Hark Regina, Zürlein Simon, Nguyen Viet T, Gust Gunther, Hekel Lukas, Liedtke Daniel
Institute of Human Genetics, Am Hubland, Biocenter, Julius-Maximilians-University Würzburg, 97074, Würzburg, Germany.
Chair for Enterprise Artificial Intelligence, Center for Artificial Intelligence and Data Science (CAIDAS), Sanderring 2, Würzburg, Germany.
Sci Rep. 2025 Sep 17;15(1):32578. doi: 10.1038/s41598-025-19199-w.

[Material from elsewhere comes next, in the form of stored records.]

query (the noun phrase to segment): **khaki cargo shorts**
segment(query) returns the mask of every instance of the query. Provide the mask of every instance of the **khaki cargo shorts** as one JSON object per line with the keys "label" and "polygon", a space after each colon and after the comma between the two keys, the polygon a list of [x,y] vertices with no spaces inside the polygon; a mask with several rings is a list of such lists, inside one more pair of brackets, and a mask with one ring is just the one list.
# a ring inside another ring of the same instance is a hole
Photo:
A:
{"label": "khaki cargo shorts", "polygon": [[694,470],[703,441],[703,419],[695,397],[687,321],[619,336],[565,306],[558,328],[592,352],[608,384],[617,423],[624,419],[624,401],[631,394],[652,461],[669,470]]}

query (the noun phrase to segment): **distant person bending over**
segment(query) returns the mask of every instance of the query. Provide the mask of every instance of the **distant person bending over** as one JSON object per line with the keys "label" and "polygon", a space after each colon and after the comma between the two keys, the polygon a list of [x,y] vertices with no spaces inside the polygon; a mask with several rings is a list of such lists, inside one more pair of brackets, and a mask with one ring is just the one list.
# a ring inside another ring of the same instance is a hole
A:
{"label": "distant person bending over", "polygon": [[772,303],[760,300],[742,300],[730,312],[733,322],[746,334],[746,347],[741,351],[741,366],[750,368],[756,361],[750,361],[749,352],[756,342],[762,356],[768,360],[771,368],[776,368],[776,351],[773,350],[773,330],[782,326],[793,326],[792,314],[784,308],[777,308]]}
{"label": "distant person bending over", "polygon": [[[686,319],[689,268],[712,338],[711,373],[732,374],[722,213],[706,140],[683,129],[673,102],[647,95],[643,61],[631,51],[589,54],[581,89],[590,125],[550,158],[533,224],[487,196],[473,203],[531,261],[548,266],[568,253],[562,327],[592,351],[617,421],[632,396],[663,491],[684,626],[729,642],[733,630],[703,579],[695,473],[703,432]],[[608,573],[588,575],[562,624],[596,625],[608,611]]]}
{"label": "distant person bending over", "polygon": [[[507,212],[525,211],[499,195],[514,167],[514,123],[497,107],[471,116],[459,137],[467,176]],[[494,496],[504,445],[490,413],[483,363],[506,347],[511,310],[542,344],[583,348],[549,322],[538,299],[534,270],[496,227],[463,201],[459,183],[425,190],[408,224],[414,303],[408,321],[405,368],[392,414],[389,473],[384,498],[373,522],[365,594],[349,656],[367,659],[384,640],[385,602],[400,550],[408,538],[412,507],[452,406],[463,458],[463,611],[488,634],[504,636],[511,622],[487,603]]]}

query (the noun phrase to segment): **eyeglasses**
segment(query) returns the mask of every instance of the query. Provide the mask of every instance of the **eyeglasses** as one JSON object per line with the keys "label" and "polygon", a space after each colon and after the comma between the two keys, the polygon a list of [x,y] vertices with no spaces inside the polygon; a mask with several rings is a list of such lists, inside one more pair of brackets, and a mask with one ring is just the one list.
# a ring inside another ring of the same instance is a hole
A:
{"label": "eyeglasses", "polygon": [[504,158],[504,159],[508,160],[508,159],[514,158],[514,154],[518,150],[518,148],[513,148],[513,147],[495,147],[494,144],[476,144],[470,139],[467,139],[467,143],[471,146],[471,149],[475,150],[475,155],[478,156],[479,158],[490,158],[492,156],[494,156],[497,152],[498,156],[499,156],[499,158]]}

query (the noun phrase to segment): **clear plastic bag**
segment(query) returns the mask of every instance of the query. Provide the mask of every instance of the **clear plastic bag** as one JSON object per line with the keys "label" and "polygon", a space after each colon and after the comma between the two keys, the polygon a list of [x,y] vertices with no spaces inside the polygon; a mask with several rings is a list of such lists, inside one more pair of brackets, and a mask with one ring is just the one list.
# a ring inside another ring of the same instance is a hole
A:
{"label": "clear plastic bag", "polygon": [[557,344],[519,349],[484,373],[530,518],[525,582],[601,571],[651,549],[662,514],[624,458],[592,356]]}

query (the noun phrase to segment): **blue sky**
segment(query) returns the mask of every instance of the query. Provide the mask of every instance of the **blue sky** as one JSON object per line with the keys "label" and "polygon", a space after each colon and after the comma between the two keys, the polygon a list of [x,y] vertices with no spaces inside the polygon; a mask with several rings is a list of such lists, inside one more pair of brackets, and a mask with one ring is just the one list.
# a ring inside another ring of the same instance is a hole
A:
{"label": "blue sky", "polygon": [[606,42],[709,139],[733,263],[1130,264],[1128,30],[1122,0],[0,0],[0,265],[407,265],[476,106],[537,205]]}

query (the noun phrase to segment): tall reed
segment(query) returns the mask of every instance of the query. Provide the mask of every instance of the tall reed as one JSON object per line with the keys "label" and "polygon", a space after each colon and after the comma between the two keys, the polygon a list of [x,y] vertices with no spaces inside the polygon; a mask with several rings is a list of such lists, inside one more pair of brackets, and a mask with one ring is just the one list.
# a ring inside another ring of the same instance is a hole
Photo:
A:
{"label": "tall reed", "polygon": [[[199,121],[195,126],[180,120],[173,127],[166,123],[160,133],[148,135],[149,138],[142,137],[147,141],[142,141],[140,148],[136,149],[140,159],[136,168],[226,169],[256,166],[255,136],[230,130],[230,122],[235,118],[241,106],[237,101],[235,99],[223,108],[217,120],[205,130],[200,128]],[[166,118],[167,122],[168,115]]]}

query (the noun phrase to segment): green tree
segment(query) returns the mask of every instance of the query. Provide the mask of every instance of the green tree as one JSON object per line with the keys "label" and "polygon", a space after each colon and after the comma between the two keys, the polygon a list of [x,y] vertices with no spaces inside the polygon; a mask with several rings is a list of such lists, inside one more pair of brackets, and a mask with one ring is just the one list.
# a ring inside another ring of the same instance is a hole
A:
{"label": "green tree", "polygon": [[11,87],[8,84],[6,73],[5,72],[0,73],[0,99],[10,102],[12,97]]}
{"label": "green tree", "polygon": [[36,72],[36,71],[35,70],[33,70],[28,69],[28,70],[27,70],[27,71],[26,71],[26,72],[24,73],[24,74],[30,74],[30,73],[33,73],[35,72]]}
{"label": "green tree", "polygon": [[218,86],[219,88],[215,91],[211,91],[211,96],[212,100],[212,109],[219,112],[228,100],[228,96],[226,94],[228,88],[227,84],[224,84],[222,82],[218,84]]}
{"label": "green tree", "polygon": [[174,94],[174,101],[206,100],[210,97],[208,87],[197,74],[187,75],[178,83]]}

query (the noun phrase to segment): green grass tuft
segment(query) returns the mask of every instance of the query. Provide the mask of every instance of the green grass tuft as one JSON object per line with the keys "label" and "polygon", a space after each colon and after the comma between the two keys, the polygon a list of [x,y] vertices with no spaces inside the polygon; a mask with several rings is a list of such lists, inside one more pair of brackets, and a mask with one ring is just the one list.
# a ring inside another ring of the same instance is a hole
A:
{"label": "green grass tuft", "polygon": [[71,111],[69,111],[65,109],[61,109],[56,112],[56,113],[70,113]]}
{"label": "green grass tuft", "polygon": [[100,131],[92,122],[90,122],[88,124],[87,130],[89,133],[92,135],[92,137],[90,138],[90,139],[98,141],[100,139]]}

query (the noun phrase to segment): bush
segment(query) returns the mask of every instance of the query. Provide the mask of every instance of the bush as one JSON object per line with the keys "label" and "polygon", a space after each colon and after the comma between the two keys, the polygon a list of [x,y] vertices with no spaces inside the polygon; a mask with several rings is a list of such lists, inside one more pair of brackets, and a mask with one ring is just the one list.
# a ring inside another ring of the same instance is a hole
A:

Hypophosphatasia (HPP) is a rare genetic disorder mainly affecting bone and tooth mineralization in patients due to ALPL gene mutations. Understanding genotype-phenotype correlations in HPP remains challenging due to different severities and the disease's heterogeneity. To address this, we established a novel zebrafish animal model (alpl), which mimics severe HPP disease forms. To bypass limitations in human-based phenotypic classification of skeletal alterations in this transgenic line, we developed and trained an artificial intelligence (AI) model capable of image-based classification with 68% accuracy-an improvement of 79% over manual classification. Our AI model could successfully identify early developmental alterations independent of altered image magnification, coloration quality and executing scientists. Using attention rollout, we further visualized AI decision-making, revealing not only expected focus on early bone structures but also unexpected emphasis on the otoliths-parts of the zebrafish's hearing and balancing organ. We see applications of our AI system in analyzing other skeletal disorder models as well as in providing an unbiased, high-throughput phenotypic rescue quantification assay for potential drug screening applications in zebrafish larvae. Overall, our findings establish an integrated platform for studying HPP and open new avenues for AI-assisted phenotyping and therapeutic discovery.
低磷酸酯酶症(HPP)是一种罕见的遗传性疾病,主要由于ALPL基因突变影响患者的骨骼和牙齿矿化。由于疾病严重程度不同以及具有异质性,了解HPP的基因型-表型相关性仍然具有挑战性。为了解决这个问题,我们建立了一种新型斑马鱼动物模型(alpl),它模拟了严重的HPP疾病形式。为了克服基于人类的该转基因系骨骼改变表型分类的局限性,我们开发并训练了一种人工智能(AI)模型,该模型能够基于图像进行分类,准确率达68%,比人工分类提高了79%。我们的AI模型能够成功识别早期发育改变,且不受图像放大倍数、着色质量和执行实验的科学家的影响。通过注意力展开,我们进一步可视化了AI的决策过程,不仅揭示了对早期骨骼结构的预期关注,还意外地发现对耳石(斑马鱼听觉和平衡器官的一部分)的重视。我们认为我们的AI系统可应用于分析其他骨骼疾病模型,以及为斑马鱼幼虫潜在药物筛选应用提供无偏差、高通量的表型拯救定量分析。总体而言,我们的研究结果建立了一个研究HPP的综合平台,并为AI辅助表型分析和治疗发现开辟了新途径。